If a vendor on here has a problem with someone buying a knifed and immediately selling it for a profit, he or she should either raise their price on the item and/or never sell to that individual again. Whining about it accomplishes nothing. The mods setting price limits or killing any sale that might be for profit seems to me to be impossible. Or am I missing something?


----------



## chiffonodd (Sep 4, 2017)

I agree with OP's underlying point, in principle. I have seen threads where a member who obviously has a lot of resources will purchase a knife and then turn around and sell it on BST for a significant markup. This most often seems to arise when a knife that is known to offer particularly high value for the price point becomes scarce. Someone will buy up remaining stock then price gouge on BST. I don't like it and I doubt most find such behavior to conform to the spirit of BST.

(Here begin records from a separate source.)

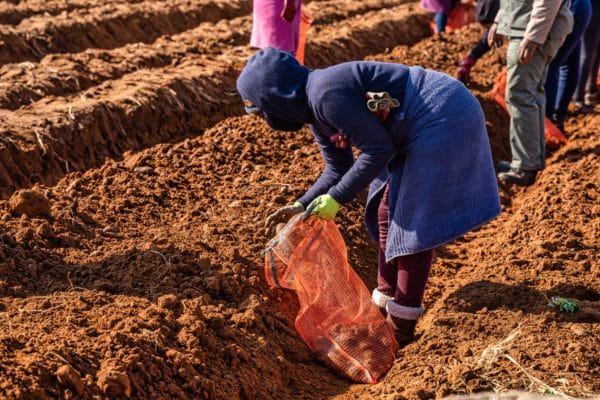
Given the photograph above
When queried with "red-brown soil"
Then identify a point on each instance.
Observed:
(110, 26)
(136, 109)
(142, 278)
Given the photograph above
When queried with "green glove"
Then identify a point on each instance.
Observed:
(281, 216)
(324, 207)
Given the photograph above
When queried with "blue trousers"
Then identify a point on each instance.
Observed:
(563, 73)
(441, 19)
(590, 56)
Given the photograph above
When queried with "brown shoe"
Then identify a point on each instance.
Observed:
(404, 329)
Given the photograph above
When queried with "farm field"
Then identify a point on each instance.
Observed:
(134, 193)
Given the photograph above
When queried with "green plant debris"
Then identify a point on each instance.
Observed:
(564, 305)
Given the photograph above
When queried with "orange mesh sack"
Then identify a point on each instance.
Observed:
(337, 318)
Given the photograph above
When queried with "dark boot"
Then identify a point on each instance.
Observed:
(404, 329)
(403, 320)
(518, 177)
(381, 299)
(503, 166)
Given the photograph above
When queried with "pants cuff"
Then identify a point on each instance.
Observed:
(404, 312)
(380, 299)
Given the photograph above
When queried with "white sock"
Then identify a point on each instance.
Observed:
(404, 312)
(380, 299)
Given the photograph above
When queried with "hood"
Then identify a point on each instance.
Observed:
(273, 82)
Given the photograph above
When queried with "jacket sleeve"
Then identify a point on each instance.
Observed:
(364, 131)
(542, 18)
(337, 163)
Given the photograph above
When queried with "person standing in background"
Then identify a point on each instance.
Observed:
(276, 23)
(563, 73)
(485, 13)
(586, 93)
(442, 9)
(535, 31)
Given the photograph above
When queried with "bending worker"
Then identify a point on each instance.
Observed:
(424, 151)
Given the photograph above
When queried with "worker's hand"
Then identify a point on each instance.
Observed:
(324, 207)
(526, 50)
(289, 10)
(281, 216)
(493, 39)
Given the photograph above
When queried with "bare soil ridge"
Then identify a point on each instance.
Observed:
(110, 26)
(79, 131)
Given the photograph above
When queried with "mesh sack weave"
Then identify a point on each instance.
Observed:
(337, 318)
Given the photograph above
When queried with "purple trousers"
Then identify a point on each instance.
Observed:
(404, 277)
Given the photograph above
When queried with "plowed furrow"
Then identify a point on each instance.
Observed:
(367, 34)
(13, 14)
(151, 106)
(60, 75)
(110, 26)
(148, 106)
(326, 12)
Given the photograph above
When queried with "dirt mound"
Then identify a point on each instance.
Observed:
(144, 279)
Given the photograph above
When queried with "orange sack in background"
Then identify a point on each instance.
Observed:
(554, 137)
(337, 319)
(305, 22)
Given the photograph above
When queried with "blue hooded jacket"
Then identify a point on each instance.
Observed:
(432, 149)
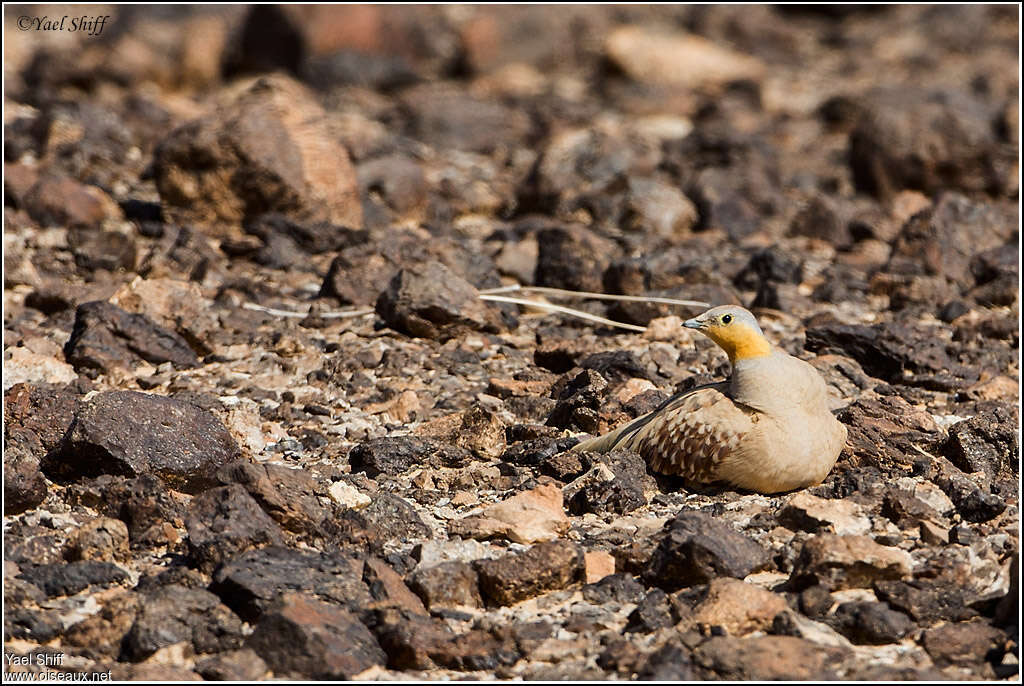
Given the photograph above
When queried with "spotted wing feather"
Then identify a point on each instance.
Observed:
(693, 436)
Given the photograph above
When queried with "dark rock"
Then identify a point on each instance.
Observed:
(289, 496)
(100, 636)
(175, 613)
(623, 494)
(394, 518)
(847, 561)
(546, 566)
(766, 658)
(873, 624)
(882, 432)
(414, 642)
(387, 588)
(242, 665)
(67, 580)
(304, 637)
(615, 366)
(572, 257)
(143, 504)
(891, 351)
(670, 662)
(102, 250)
(986, 442)
(697, 548)
(965, 643)
(448, 118)
(130, 433)
(942, 241)
(269, 149)
(926, 600)
(225, 521)
(973, 503)
(101, 539)
(580, 402)
(613, 588)
(105, 337)
(821, 218)
(651, 613)
(395, 455)
(930, 141)
(24, 485)
(44, 410)
(446, 585)
(360, 272)
(431, 301)
(254, 581)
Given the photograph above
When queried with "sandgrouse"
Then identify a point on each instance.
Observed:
(767, 429)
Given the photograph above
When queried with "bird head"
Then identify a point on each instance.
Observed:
(734, 330)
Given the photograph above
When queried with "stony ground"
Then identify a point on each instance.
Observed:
(195, 487)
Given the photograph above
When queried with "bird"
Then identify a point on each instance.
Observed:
(767, 429)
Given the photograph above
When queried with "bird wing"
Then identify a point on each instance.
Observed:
(692, 434)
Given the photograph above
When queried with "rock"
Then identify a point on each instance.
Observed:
(737, 607)
(60, 201)
(697, 548)
(242, 665)
(622, 489)
(304, 637)
(102, 539)
(174, 304)
(943, 241)
(809, 513)
(580, 402)
(26, 367)
(597, 565)
(142, 503)
(101, 635)
(175, 613)
(126, 432)
(872, 624)
(24, 485)
(477, 429)
(912, 138)
(571, 257)
(387, 588)
(546, 566)
(765, 658)
(394, 518)
(986, 443)
(268, 149)
(394, 455)
(892, 351)
(66, 580)
(446, 585)
(348, 497)
(964, 643)
(414, 642)
(527, 517)
(448, 118)
(677, 59)
(256, 580)
(225, 521)
(105, 337)
(848, 562)
(656, 208)
(431, 301)
(289, 496)
(652, 612)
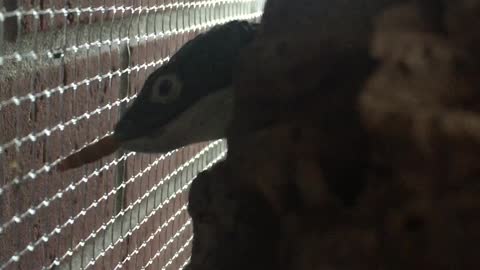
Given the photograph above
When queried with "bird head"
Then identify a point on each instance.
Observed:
(189, 99)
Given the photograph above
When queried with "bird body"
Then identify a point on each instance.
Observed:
(189, 99)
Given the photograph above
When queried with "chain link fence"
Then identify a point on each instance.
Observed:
(68, 69)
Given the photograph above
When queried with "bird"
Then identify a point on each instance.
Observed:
(190, 98)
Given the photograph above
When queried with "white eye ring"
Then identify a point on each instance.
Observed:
(165, 89)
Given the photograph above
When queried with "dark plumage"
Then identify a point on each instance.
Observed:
(189, 99)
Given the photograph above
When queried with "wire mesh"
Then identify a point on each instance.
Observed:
(68, 69)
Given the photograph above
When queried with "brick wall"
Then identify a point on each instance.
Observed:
(67, 70)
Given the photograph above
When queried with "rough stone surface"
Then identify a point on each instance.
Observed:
(361, 155)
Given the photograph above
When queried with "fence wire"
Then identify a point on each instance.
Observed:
(68, 69)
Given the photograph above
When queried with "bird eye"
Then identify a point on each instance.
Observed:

But from a practical standpoint, I don't see how this could be regulated. We don't know what's actually going through someone's head. Maybe the person has put some work into the knife, who knows. Any sort of blanket rules would create problems on an individual basis. And who gets to set the criteria, and how would you know what the criteria should be?

Bottom line, I think the vast majority of BST transactions are conducted in good faith. I would leave well enough alone unless something happens on a case by case basis that is truly predatory.


----------



## alterwisser (Sep 4, 2017)

It's a free world. Free market. NO ONE is forced to buy a knife at ANY price. This is not abusing a monopoly like the makers of the EpiPen (a life saving drug!) or driving up prices of food/water for a population in danger of starving.

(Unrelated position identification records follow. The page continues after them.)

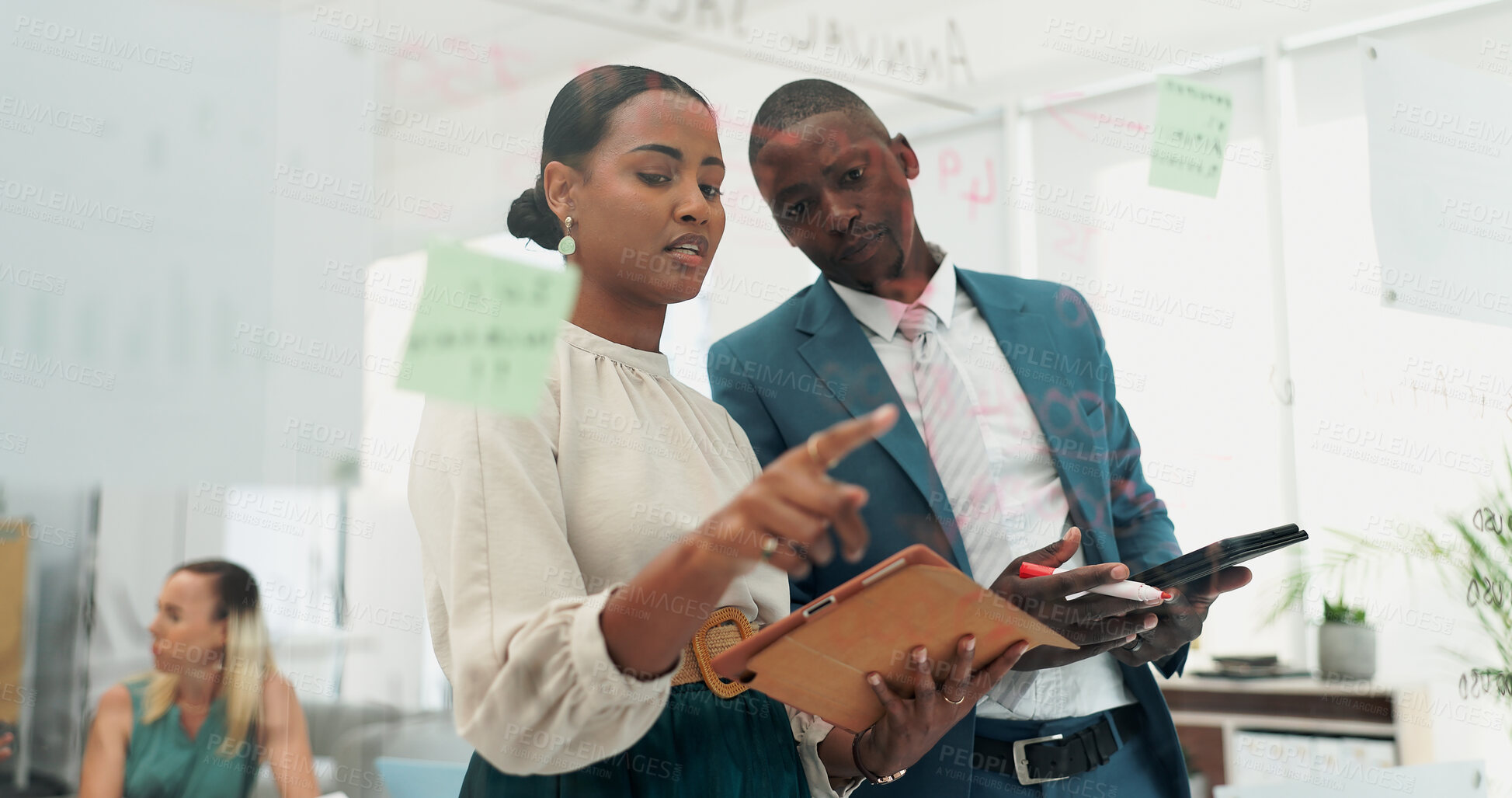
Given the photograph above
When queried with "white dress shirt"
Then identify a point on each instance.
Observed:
(541, 517)
(1021, 467)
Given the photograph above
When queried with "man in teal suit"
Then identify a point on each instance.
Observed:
(1010, 435)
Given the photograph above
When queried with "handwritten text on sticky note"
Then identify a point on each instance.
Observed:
(1192, 124)
(485, 329)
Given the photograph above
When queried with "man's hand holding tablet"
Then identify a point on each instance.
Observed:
(1180, 620)
(1095, 622)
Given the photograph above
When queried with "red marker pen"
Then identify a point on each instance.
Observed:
(1135, 591)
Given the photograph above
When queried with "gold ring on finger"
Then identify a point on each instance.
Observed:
(814, 451)
(769, 547)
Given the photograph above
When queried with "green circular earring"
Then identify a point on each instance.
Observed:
(568, 246)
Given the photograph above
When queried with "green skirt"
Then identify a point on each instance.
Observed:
(700, 745)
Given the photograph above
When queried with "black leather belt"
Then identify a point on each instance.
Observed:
(1058, 756)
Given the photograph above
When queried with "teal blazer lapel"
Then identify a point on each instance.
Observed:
(1031, 354)
(839, 354)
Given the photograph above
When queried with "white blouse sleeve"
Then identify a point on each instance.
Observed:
(809, 732)
(516, 629)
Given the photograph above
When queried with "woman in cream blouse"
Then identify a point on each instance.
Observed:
(575, 553)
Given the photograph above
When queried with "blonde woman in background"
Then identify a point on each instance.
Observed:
(212, 709)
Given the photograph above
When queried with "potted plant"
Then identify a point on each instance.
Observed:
(1346, 646)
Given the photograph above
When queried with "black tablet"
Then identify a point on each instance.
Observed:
(1213, 558)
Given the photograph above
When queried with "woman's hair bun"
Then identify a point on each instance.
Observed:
(530, 218)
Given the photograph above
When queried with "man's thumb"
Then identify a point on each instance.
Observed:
(1057, 553)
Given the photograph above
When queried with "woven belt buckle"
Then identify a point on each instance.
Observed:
(700, 650)
(1021, 761)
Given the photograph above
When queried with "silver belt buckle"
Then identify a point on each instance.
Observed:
(1021, 764)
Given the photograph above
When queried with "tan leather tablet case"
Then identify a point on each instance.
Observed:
(820, 664)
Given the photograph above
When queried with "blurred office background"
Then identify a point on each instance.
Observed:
(238, 253)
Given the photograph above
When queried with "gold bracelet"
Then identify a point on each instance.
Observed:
(865, 772)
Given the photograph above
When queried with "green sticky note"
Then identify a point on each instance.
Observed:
(485, 329)
(1190, 135)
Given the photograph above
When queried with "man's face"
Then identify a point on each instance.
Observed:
(841, 194)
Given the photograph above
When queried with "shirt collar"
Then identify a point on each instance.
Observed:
(882, 315)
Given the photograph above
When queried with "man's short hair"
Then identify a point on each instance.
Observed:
(801, 99)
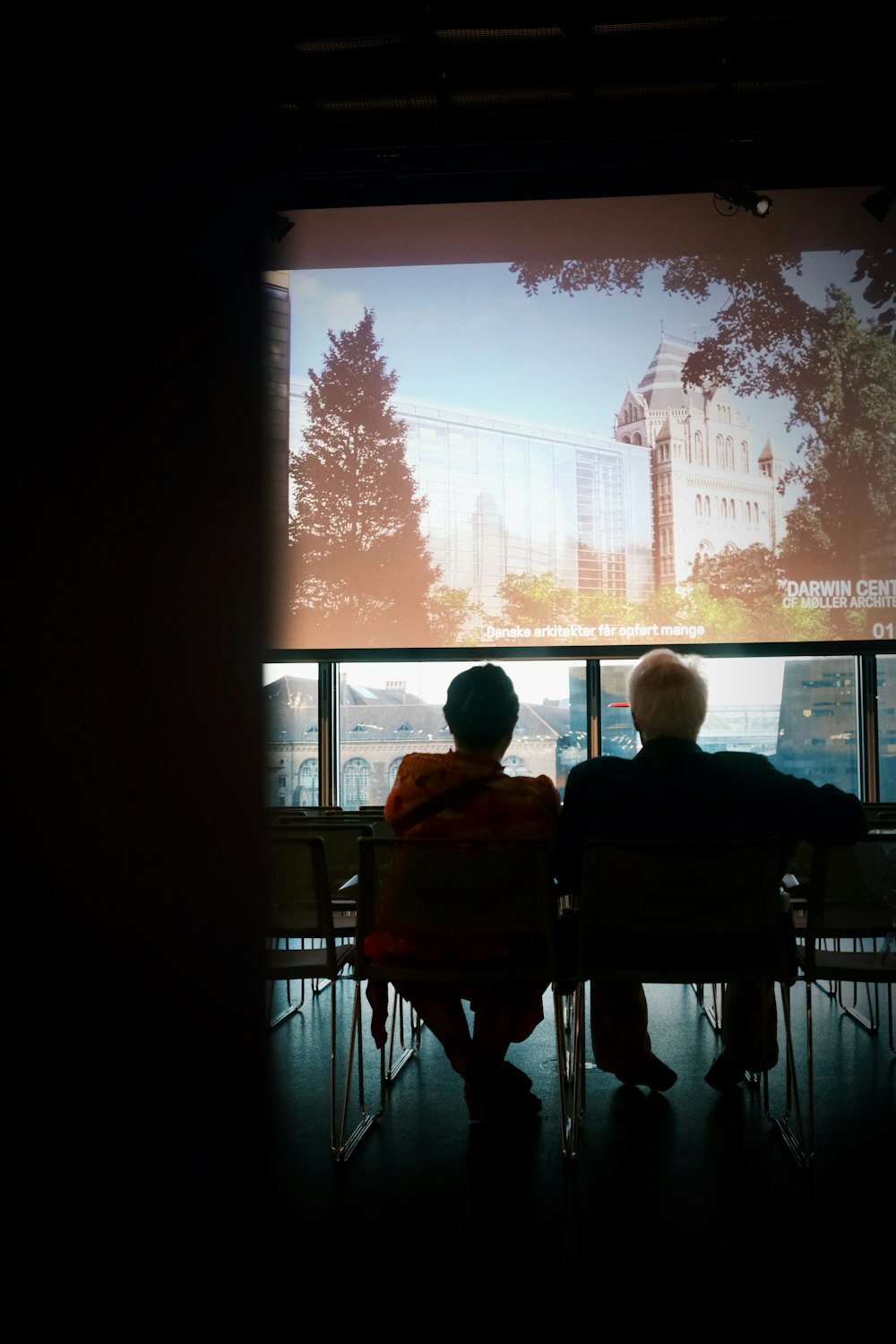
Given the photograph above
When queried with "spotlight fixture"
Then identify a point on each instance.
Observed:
(277, 226)
(737, 195)
(879, 203)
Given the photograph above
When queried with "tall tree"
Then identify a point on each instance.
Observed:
(847, 401)
(363, 570)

If you don't like the price, don't buy it. If you don't care about the price because your daddy gave you more money than you can piss away in a lifetime: good for you and tough for others.

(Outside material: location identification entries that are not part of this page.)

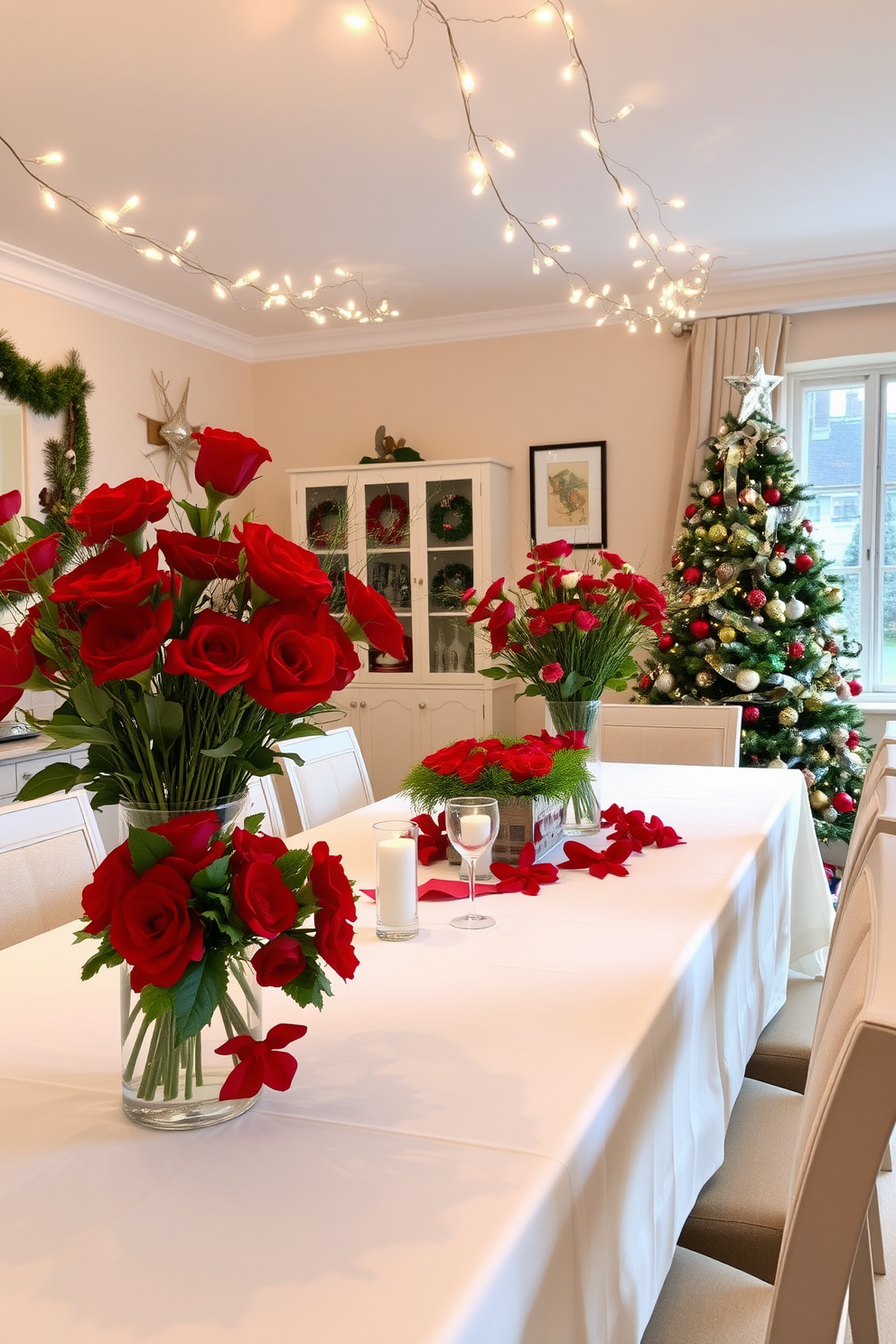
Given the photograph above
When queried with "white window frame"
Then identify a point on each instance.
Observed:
(872, 371)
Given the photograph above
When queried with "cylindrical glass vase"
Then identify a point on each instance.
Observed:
(583, 808)
(171, 1081)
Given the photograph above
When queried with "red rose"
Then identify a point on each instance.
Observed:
(112, 578)
(112, 879)
(228, 462)
(154, 930)
(298, 660)
(191, 837)
(219, 650)
(120, 509)
(264, 901)
(10, 506)
(251, 848)
(278, 961)
(201, 558)
(123, 641)
(22, 569)
(280, 567)
(16, 666)
(375, 617)
(333, 921)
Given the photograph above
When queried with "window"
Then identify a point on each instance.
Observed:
(845, 446)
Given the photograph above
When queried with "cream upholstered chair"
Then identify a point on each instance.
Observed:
(670, 734)
(782, 1050)
(49, 850)
(264, 798)
(825, 1151)
(332, 781)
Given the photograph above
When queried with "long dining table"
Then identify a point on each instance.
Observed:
(493, 1136)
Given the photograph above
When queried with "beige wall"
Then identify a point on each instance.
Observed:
(120, 358)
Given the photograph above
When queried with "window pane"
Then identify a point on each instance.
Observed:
(833, 418)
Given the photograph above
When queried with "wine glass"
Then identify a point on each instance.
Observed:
(471, 826)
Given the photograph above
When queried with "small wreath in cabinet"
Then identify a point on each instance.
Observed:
(460, 507)
(391, 532)
(449, 585)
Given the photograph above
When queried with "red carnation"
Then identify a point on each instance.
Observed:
(121, 509)
(228, 462)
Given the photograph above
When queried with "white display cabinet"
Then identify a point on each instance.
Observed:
(418, 532)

Supply and demand. That's just what this is. Nothing more, nothing less. 

If someone snatches a Shig and resells it for double the price a day later I say: good for him, and I laugh at the sucker who paid the premium (because I don't think they're all that special, but that's just me!).... but both got what they wanted. I don't know why anyone (especially not a moderator) should interfere with that!


----------



## panda (Sep 4, 2017)

what about car dealers that sell high demand units at above retail price? if you apply that logic in that scenario you will be laughed out of there so fast..


----------



## malexthekid (Sep 4, 2017)

Firstly, I call BS. The OP has a member in mind. He has already commented in said members BST thread. 

Secondly, it seems you are only a relatively new member so I find it a bit insulting you talking about "how KKF is" like you have been here since day dot. Members have been selling collectable knives for above their retail prices since before KKFs inception.

Also who are you to say if the price is inflated... You can assume you know where said knife was purchased but how can you be sure? Why shouldn't a person be able to attempt to recoup what they thought was market cost if they were swindled. And as has been told many times the market will tell you if you are pricing too high. 

And finally it is just BS. No one has ever sold anywhere near the volume or the market up for this to be any form of business. It makes me question your motive given you insinuate this without giving any evidence of "business practice".


----------



## foody518 (Sep 4, 2017)

The current BST guidelines about only positive feedback about item and no negative feedback (including commentary of recent pricing from the original vendors) on a sale item protects the situation of those who buy a knife and immediately sell for significant markup, without additional modding that merits a higher price through improvements. This also biases sale threads towards an information asymmetry between sellers and potential buyers by eliminating certain kinds of contributions from other folks who may have knowledge or input about the item in question 

The free market comments would make more sense to me in an environment where the guidelines in place are not entrenching more information asymmetry than that which unavoidably exists in free market transactions? Imagine a situation in which there is a reviews system, but the only reviews that ever are allowed to show up are positive reviews, and critiques or concerns are not shown on the same page?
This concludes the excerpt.